Desde luego. Héctor dejó de sonreír y asintió despacio.
—¿Quieres saber por qué hay tantos mosquitos? —Román se contestó a sí
mismo, sin esperar a Héctor—. Al principio esto iba ser mucho más grande, y esto
era pura ciénaga; un pedacito suelto de la albufera sin uso. Lo secaron y
construyeron esto. Pero luego, cuando tocaba hacer el resto, no lo hicieron.
Esto se quedó solo… y rodeado de charcas de mosquitos.

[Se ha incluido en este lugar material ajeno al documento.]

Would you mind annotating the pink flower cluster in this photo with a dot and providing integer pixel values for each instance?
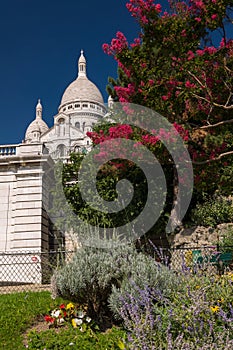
(117, 44)
(140, 8)
(124, 93)
(118, 131)
(182, 131)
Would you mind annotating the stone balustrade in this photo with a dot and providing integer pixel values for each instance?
(8, 150)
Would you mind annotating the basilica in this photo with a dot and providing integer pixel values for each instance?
(24, 181)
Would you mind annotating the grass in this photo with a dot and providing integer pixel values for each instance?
(20, 311)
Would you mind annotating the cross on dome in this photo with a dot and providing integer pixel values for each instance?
(38, 109)
(82, 65)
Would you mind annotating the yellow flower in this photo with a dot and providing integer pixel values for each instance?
(221, 300)
(74, 324)
(69, 306)
(214, 308)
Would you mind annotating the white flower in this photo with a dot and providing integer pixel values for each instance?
(61, 320)
(78, 321)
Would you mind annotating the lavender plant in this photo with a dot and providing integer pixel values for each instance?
(95, 274)
(189, 320)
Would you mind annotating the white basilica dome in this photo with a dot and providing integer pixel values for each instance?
(81, 89)
(37, 127)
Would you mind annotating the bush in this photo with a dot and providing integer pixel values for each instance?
(213, 212)
(94, 274)
(73, 339)
(198, 317)
(145, 273)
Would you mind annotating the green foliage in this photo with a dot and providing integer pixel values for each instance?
(226, 240)
(18, 311)
(188, 81)
(213, 212)
(74, 339)
(144, 273)
(93, 274)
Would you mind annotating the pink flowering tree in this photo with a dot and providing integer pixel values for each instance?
(181, 66)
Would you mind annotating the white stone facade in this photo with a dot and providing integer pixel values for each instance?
(24, 181)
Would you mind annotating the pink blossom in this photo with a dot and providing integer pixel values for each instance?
(183, 33)
(190, 55)
(190, 85)
(158, 8)
(200, 52)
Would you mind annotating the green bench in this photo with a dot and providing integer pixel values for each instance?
(220, 260)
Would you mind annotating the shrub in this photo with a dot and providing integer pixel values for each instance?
(94, 274)
(74, 339)
(195, 318)
(213, 212)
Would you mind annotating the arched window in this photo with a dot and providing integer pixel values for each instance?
(61, 121)
(61, 150)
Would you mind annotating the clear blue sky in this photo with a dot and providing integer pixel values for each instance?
(40, 45)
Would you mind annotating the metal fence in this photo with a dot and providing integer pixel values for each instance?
(29, 270)
(32, 271)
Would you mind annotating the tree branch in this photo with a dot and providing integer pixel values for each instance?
(230, 121)
(214, 159)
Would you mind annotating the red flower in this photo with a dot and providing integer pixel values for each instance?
(48, 318)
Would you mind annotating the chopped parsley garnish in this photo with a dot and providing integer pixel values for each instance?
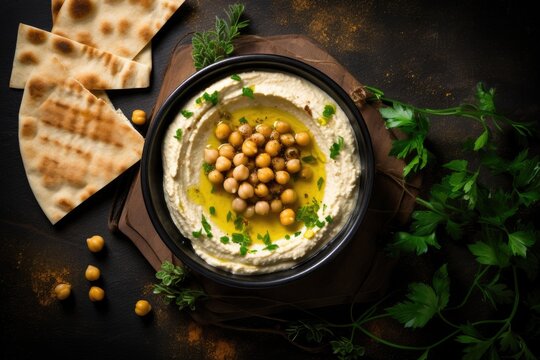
(328, 111)
(320, 182)
(186, 113)
(310, 159)
(206, 226)
(243, 240)
(248, 92)
(308, 214)
(206, 97)
(266, 240)
(336, 148)
(208, 167)
(179, 134)
(224, 239)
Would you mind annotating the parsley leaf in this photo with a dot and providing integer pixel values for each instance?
(424, 301)
(179, 134)
(336, 148)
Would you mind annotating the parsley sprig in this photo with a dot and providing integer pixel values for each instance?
(216, 44)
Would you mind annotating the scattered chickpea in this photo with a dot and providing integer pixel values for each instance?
(215, 177)
(239, 205)
(96, 293)
(138, 117)
(222, 131)
(92, 273)
(210, 156)
(62, 291)
(236, 139)
(287, 217)
(142, 307)
(289, 196)
(223, 163)
(95, 243)
(226, 150)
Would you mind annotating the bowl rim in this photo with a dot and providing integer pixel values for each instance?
(200, 80)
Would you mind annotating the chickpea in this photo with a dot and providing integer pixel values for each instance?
(302, 138)
(245, 191)
(138, 117)
(261, 190)
(241, 172)
(293, 166)
(265, 174)
(230, 185)
(210, 156)
(62, 291)
(292, 153)
(276, 189)
(306, 173)
(287, 217)
(239, 205)
(282, 127)
(95, 243)
(215, 177)
(222, 131)
(245, 130)
(92, 273)
(249, 147)
(253, 178)
(223, 163)
(226, 150)
(96, 293)
(272, 147)
(274, 135)
(240, 159)
(289, 196)
(263, 160)
(278, 163)
(276, 206)
(287, 139)
(236, 139)
(264, 129)
(262, 208)
(258, 139)
(250, 211)
(282, 177)
(142, 307)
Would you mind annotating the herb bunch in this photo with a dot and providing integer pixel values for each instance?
(216, 44)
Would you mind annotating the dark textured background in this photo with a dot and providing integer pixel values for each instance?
(425, 52)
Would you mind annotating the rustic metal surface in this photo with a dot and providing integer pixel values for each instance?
(425, 52)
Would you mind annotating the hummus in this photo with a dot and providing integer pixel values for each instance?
(202, 211)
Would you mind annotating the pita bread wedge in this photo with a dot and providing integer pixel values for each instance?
(145, 56)
(101, 23)
(94, 68)
(72, 144)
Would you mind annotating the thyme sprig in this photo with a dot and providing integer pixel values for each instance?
(216, 44)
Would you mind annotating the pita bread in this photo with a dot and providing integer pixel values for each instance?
(94, 68)
(144, 57)
(100, 23)
(72, 144)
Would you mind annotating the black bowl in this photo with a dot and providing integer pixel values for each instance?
(152, 171)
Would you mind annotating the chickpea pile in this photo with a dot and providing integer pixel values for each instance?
(255, 165)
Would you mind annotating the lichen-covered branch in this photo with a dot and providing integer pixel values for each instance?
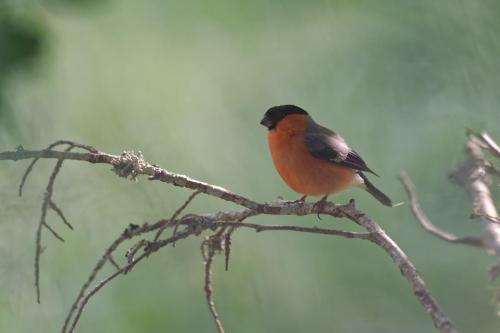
(220, 225)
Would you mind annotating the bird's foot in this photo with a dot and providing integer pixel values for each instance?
(320, 205)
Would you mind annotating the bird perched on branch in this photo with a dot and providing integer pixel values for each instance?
(312, 159)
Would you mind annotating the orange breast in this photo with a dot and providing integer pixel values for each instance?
(304, 173)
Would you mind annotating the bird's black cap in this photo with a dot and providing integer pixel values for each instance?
(273, 116)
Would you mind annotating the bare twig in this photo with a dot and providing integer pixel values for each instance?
(492, 145)
(47, 199)
(131, 165)
(60, 213)
(208, 252)
(427, 224)
(471, 174)
(176, 214)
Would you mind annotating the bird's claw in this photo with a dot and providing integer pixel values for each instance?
(320, 205)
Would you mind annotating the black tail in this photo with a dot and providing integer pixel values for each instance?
(370, 188)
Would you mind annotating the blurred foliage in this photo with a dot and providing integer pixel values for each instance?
(20, 43)
(186, 83)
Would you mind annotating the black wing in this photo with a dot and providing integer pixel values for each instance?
(329, 146)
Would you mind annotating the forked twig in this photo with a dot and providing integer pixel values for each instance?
(427, 224)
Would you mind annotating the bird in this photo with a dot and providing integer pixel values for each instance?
(314, 160)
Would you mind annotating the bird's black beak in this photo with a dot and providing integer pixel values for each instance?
(267, 122)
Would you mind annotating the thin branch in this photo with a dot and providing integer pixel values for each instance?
(176, 214)
(60, 213)
(208, 254)
(155, 246)
(492, 145)
(427, 224)
(47, 199)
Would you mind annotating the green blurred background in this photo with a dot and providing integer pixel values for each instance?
(187, 83)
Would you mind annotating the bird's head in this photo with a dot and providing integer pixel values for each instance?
(275, 114)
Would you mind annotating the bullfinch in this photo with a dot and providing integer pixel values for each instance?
(312, 159)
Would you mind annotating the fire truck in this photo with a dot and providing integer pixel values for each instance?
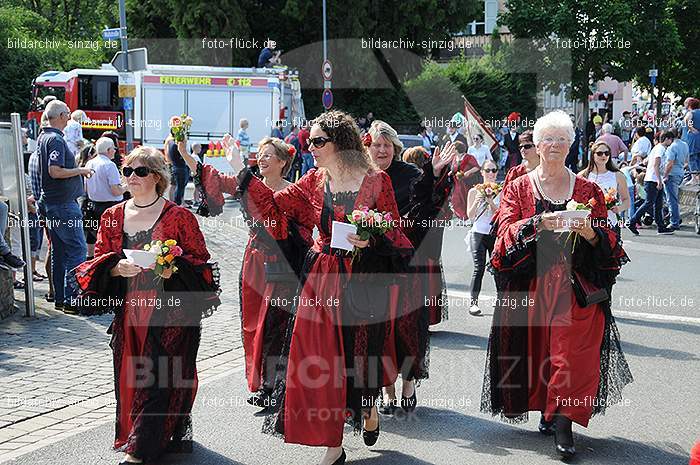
(215, 97)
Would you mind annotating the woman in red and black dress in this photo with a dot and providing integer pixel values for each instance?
(271, 266)
(157, 319)
(420, 197)
(554, 346)
(336, 346)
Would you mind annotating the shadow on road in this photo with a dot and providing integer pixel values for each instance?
(494, 438)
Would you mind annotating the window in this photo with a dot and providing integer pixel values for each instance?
(99, 93)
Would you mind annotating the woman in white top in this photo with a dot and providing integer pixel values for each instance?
(480, 210)
(479, 150)
(603, 171)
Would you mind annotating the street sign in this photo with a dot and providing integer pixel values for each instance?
(112, 34)
(138, 60)
(327, 70)
(127, 85)
(327, 99)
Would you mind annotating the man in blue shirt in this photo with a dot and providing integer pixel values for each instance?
(675, 159)
(61, 185)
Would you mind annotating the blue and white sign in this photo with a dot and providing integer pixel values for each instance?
(112, 34)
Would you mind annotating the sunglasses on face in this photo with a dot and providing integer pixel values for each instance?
(141, 171)
(318, 142)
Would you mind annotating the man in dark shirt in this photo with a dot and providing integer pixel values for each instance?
(61, 185)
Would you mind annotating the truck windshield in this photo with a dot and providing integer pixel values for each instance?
(41, 91)
(99, 93)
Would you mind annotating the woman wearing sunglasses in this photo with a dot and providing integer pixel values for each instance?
(271, 263)
(481, 208)
(336, 344)
(602, 170)
(421, 196)
(554, 346)
(157, 317)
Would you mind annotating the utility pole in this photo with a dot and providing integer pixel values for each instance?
(128, 113)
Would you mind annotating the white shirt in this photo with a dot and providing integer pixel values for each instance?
(642, 147)
(106, 175)
(481, 154)
(73, 133)
(656, 152)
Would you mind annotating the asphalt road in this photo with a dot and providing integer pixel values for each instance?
(657, 423)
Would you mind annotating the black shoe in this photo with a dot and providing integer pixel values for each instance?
(388, 408)
(260, 398)
(11, 262)
(408, 404)
(546, 427)
(563, 437)
(70, 309)
(340, 460)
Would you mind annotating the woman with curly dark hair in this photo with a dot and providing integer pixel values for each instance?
(334, 369)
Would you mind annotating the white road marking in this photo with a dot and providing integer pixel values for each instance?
(620, 313)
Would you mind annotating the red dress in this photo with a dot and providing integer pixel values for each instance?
(265, 302)
(545, 351)
(462, 186)
(156, 328)
(335, 363)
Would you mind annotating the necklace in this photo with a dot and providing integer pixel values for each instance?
(149, 205)
(547, 198)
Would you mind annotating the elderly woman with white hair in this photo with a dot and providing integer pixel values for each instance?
(554, 346)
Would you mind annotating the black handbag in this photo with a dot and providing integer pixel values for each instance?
(279, 272)
(366, 299)
(587, 293)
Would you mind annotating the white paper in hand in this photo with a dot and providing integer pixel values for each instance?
(141, 258)
(339, 235)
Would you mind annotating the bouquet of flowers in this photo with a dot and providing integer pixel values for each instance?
(488, 189)
(165, 255)
(573, 205)
(180, 127)
(369, 224)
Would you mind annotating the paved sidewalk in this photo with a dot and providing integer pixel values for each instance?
(56, 377)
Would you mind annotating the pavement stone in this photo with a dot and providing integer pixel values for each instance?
(56, 376)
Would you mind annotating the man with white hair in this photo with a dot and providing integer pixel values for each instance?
(61, 185)
(616, 145)
(74, 132)
(104, 189)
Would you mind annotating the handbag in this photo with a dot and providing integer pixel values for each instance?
(366, 299)
(279, 272)
(586, 292)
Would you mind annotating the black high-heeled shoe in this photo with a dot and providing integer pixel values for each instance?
(340, 460)
(408, 404)
(370, 437)
(564, 437)
(546, 427)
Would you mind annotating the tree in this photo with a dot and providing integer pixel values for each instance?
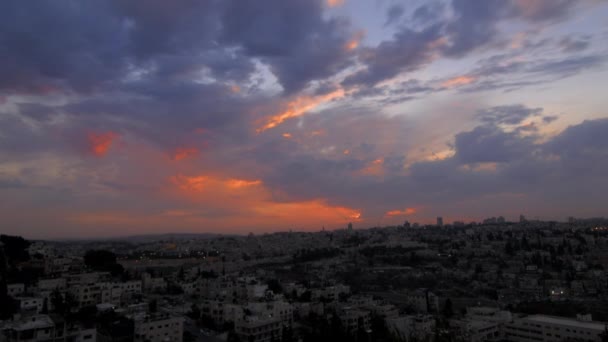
(104, 261)
(153, 306)
(448, 311)
(275, 286)
(15, 248)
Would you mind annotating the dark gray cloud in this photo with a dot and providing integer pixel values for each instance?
(574, 44)
(407, 51)
(490, 144)
(394, 13)
(509, 115)
(293, 37)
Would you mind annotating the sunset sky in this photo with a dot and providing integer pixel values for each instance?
(123, 117)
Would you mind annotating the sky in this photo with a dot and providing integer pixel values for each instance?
(234, 116)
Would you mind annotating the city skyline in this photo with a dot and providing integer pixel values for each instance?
(130, 118)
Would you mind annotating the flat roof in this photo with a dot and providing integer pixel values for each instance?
(595, 325)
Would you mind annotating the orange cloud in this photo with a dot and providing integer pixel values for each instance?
(405, 212)
(354, 42)
(100, 143)
(194, 183)
(458, 81)
(298, 107)
(182, 153)
(241, 183)
(335, 3)
(199, 183)
(374, 168)
(251, 203)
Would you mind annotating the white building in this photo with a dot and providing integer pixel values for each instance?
(553, 329)
(32, 304)
(14, 290)
(414, 327)
(158, 328)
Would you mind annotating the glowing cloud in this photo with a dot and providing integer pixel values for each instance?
(100, 143)
(458, 81)
(335, 3)
(182, 153)
(298, 107)
(405, 212)
(241, 183)
(354, 42)
(374, 168)
(194, 183)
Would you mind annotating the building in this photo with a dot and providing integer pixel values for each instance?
(14, 290)
(553, 329)
(259, 329)
(158, 328)
(34, 328)
(354, 319)
(411, 328)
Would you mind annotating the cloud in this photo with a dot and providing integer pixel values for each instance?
(393, 14)
(574, 44)
(508, 115)
(100, 143)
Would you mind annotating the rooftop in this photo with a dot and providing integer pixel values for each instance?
(595, 325)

—Sí —confirmó Héctor—. Me he dado cuenta. Anoche…
—Hablaron de solucionarlo —continuó con entusiasmo—. Echar pesticidas o
algo así. Pero al final… —Román negó—. Por eso, aunque se anunció como Jauja,
aquí no viene ni Dios. Sólo unos pocos que no llegan a ricos, que se pensaron
que era una ganga… y dieron con el canto en la boca.
Héctor no agregó nada. Le creía; se sintió igual cuando pasó del papel a
la realidad. Eso facilitaba entender que todos fuesen tan gruñones.
—Una cosa más; yo siempre tengo botes de insecticida aquí. Pero, en
realidad, es mejor… que te los compres tú.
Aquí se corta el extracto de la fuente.